As she’s previously recounted in her 2009 memoir and BBC essay, the last time she spoke to her father before he was incarcerated was at breakfast at a Denny’s diner.
Jesperson told Moore, “I’m not what you think I am, Melissa.”
Moore visited her dad for the first time when he was in the county jail, charged with killing Julie Winningham, his girlfriend at the time. When she went to the jail with her aunt, Moore remembers her dad calling her by her nickname and saying, “Missy, my best advice is you change your last name.”
“That’s when I knew that the charges were true, that he was guilty,” Moore says.
Before their meeting, Moore says she “would have never envisioned that he was capable” of killing.

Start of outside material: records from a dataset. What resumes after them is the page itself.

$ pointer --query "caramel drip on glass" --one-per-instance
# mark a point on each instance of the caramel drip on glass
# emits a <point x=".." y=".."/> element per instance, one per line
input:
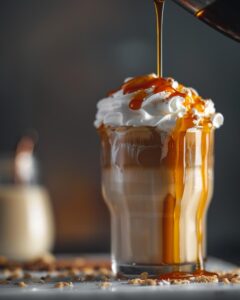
<point x="168" y="229"/>
<point x="204" y="196"/>
<point x="179" y="187"/>
<point x="159" y="7"/>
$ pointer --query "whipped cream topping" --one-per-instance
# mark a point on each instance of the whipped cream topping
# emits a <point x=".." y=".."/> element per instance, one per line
<point x="161" y="109"/>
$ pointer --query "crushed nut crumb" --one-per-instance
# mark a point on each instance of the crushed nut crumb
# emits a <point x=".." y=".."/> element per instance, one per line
<point x="22" y="284"/>
<point x="63" y="284"/>
<point x="105" y="285"/>
<point x="27" y="276"/>
<point x="180" y="281"/>
<point x="144" y="275"/>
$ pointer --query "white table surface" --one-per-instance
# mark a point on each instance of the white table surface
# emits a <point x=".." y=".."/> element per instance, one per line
<point x="122" y="290"/>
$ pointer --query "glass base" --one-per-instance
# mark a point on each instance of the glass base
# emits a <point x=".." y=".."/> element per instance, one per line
<point x="133" y="270"/>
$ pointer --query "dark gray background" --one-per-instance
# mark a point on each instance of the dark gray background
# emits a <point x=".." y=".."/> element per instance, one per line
<point x="58" y="57"/>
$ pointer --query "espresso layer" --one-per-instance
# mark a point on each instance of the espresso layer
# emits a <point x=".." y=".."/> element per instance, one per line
<point x="158" y="187"/>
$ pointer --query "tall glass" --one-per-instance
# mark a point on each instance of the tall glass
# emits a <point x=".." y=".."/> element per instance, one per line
<point x="157" y="186"/>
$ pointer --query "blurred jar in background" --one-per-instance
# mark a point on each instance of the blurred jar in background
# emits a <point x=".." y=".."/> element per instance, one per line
<point x="26" y="218"/>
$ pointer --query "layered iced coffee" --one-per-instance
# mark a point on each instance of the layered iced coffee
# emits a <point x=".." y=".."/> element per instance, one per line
<point x="157" y="157"/>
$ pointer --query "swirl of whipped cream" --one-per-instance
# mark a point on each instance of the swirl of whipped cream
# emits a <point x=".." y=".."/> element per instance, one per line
<point x="157" y="110"/>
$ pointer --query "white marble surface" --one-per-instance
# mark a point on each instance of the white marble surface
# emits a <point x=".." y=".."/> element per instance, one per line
<point x="121" y="290"/>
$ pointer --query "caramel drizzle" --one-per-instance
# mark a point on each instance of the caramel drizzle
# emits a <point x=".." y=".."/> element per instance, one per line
<point x="168" y="229"/>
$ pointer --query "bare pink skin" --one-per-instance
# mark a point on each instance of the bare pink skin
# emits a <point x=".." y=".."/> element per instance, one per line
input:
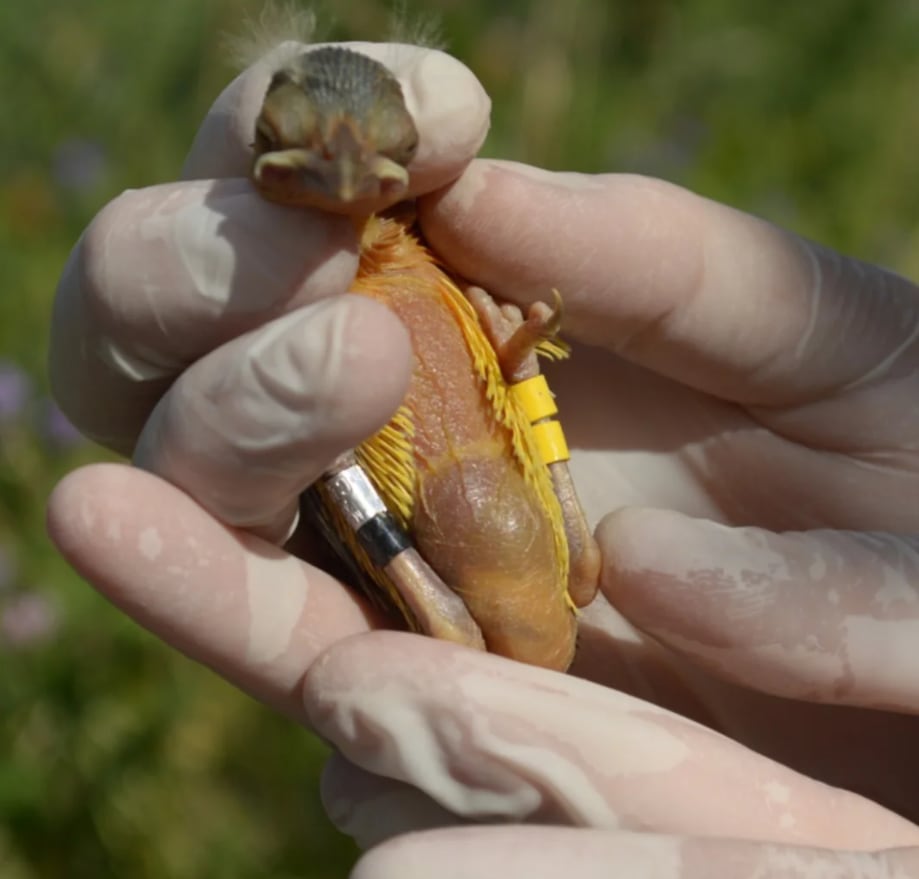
<point x="744" y="431"/>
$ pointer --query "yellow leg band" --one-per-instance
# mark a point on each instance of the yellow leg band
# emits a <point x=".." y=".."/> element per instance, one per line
<point x="534" y="396"/>
<point x="550" y="442"/>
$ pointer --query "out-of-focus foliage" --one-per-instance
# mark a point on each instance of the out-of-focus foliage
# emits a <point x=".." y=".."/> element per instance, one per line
<point x="118" y="758"/>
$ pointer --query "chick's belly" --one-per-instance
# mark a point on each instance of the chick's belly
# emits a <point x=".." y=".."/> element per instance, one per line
<point x="480" y="526"/>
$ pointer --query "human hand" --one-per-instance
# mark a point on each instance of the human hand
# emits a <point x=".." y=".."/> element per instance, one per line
<point x="142" y="542"/>
<point x="753" y="393"/>
<point x="199" y="328"/>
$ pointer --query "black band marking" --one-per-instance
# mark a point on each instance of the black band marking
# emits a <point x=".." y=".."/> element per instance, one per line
<point x="382" y="539"/>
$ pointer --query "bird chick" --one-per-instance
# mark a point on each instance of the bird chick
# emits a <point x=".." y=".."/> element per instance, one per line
<point x="333" y="131"/>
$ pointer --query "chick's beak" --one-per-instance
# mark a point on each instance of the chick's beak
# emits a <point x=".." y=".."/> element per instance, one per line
<point x="333" y="175"/>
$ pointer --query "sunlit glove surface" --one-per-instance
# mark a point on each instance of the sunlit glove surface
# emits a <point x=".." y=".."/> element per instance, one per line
<point x="756" y="390"/>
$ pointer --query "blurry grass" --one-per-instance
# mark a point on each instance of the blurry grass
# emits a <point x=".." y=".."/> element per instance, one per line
<point x="122" y="759"/>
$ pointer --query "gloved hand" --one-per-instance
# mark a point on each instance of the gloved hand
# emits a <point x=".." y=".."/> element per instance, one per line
<point x="740" y="376"/>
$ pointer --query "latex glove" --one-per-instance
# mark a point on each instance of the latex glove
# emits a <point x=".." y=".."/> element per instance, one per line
<point x="622" y="250"/>
<point x="479" y="738"/>
<point x="208" y="275"/>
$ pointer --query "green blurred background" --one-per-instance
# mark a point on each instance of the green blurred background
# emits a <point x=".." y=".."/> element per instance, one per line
<point x="119" y="758"/>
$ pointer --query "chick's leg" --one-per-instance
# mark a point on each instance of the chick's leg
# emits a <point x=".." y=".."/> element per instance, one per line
<point x="514" y="339"/>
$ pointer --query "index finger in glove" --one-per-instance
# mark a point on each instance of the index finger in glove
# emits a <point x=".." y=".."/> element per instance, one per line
<point x="165" y="274"/>
<point x="549" y="852"/>
<point x="490" y="739"/>
<point x="691" y="289"/>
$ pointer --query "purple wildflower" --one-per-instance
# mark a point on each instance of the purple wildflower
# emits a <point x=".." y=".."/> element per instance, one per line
<point x="27" y="619"/>
<point x="15" y="391"/>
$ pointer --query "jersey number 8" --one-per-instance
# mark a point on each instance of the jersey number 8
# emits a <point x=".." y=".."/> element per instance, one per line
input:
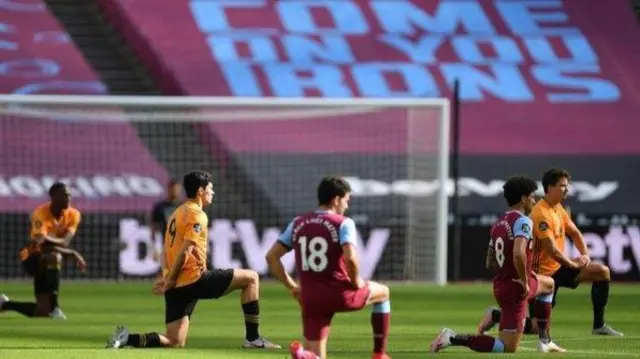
<point x="499" y="249"/>
<point x="313" y="254"/>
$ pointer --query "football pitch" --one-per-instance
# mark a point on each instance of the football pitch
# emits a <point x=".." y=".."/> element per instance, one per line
<point x="217" y="329"/>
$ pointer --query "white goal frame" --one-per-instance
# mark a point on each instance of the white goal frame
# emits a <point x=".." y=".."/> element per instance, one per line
<point x="164" y="102"/>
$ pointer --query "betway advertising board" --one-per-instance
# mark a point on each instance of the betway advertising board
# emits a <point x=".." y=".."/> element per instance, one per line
<point x="121" y="246"/>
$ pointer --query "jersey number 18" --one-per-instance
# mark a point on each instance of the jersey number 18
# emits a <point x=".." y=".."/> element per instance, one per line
<point x="313" y="253"/>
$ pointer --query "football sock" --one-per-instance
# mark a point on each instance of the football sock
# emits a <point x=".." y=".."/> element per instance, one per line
<point x="478" y="343"/>
<point x="599" y="298"/>
<point x="380" y="320"/>
<point x="307" y="354"/>
<point x="251" y="320"/>
<point x="543" y="316"/>
<point x="147" y="340"/>
<point x="26" y="309"/>
<point x="528" y="325"/>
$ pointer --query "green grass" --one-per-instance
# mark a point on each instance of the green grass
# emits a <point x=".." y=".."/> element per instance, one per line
<point x="217" y="329"/>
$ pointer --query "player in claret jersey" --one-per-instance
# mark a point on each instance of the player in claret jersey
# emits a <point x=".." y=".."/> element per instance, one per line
<point x="324" y="242"/>
<point x="185" y="278"/>
<point x="514" y="283"/>
<point x="551" y="225"/>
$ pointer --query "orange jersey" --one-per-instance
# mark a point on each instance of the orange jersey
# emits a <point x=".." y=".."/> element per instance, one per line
<point x="549" y="223"/>
<point x="43" y="223"/>
<point x="187" y="223"/>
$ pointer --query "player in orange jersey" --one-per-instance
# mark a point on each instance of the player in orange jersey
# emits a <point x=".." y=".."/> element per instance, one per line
<point x="53" y="226"/>
<point x="186" y="280"/>
<point x="551" y="225"/>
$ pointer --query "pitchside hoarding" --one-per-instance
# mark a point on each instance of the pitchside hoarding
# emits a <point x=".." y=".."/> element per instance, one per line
<point x="532" y="72"/>
<point x="121" y="247"/>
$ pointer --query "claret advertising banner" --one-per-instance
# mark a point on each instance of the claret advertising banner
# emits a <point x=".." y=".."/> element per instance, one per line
<point x="543" y="83"/>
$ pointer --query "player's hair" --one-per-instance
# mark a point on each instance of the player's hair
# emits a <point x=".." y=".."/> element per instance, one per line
<point x="517" y="187"/>
<point x="331" y="187"/>
<point x="57" y="186"/>
<point x="194" y="180"/>
<point x="552" y="176"/>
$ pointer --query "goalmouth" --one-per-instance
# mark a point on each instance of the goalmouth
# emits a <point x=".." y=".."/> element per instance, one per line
<point x="275" y="150"/>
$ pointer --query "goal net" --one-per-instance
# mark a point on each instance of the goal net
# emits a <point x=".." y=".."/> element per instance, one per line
<point x="267" y="156"/>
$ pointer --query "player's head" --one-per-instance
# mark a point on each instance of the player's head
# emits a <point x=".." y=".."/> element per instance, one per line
<point x="60" y="195"/>
<point x="519" y="192"/>
<point x="198" y="184"/>
<point x="334" y="193"/>
<point x="174" y="190"/>
<point x="555" y="182"/>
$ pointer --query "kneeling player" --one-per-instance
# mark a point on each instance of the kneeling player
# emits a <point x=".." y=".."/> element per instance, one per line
<point x="186" y="279"/>
<point x="324" y="241"/>
<point x="53" y="226"/>
<point x="514" y="284"/>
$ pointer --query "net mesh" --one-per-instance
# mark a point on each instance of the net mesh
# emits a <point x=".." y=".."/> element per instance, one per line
<point x="266" y="162"/>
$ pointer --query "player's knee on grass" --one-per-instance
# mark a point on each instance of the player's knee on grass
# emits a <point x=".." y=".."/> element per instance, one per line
<point x="546" y="285"/>
<point x="511" y="340"/>
<point x="594" y="272"/>
<point x="43" y="305"/>
<point x="244" y="278"/>
<point x="176" y="333"/>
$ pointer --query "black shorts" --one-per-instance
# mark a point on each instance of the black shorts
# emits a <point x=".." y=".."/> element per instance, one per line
<point x="566" y="277"/>
<point x="35" y="267"/>
<point x="31" y="265"/>
<point x="181" y="301"/>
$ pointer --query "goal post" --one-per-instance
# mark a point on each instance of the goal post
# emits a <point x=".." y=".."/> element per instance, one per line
<point x="266" y="154"/>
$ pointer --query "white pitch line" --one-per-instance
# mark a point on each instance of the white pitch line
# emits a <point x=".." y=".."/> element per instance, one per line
<point x="593" y="352"/>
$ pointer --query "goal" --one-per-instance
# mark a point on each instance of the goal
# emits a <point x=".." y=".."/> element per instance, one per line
<point x="267" y="155"/>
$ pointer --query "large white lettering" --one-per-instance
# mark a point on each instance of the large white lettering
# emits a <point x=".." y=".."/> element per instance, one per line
<point x="97" y="186"/>
<point x="619" y="248"/>
<point x="223" y="235"/>
<point x="583" y="191"/>
<point x="321" y="51"/>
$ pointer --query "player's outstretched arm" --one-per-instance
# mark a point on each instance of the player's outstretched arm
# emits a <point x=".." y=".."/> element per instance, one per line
<point x="350" y="256"/>
<point x="549" y="245"/>
<point x="520" y="258"/>
<point x="170" y="281"/>
<point x="576" y="236"/>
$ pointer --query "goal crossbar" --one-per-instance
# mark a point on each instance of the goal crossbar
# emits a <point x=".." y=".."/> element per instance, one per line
<point x="206" y="102"/>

“It was just inconceivable, really, that he could do that,” she says, adding, “What would cause conflict for me internally is that he was such a generous person, which is really hard to wrap your head around, but he was so generous with his friends and the people around him.”
When she visited her father for the second time, Moore was married and purchasing a home. Jesperson wanted to make home-buying the focus of their conversation — which shocked her.
“He wanted to know about the interest rates. He had advice about purchasing a home,” Moore recalls. “He was leading the conversation to something that was very fatherly.”
Walking into the prison, Moore says she had expected to see her dad, the serial killer. Walking out of the prison, she says she saw her father as a dad.
“It invoked all these old feelings of having a father, the comfort of having a father — knowing that, the one thing he provided for me was, ironically, a sense of safety,” Moore says.
She continues, “Leaving the prison, it just made me crave and miss having that type of connection that a lot of daughters have with their dad.”
When asked asked how Moore wants her dad to be remembered, in light of the show and her journey of understanding, she replies: “Oh, I’ve never been asked that before. I don’t know.”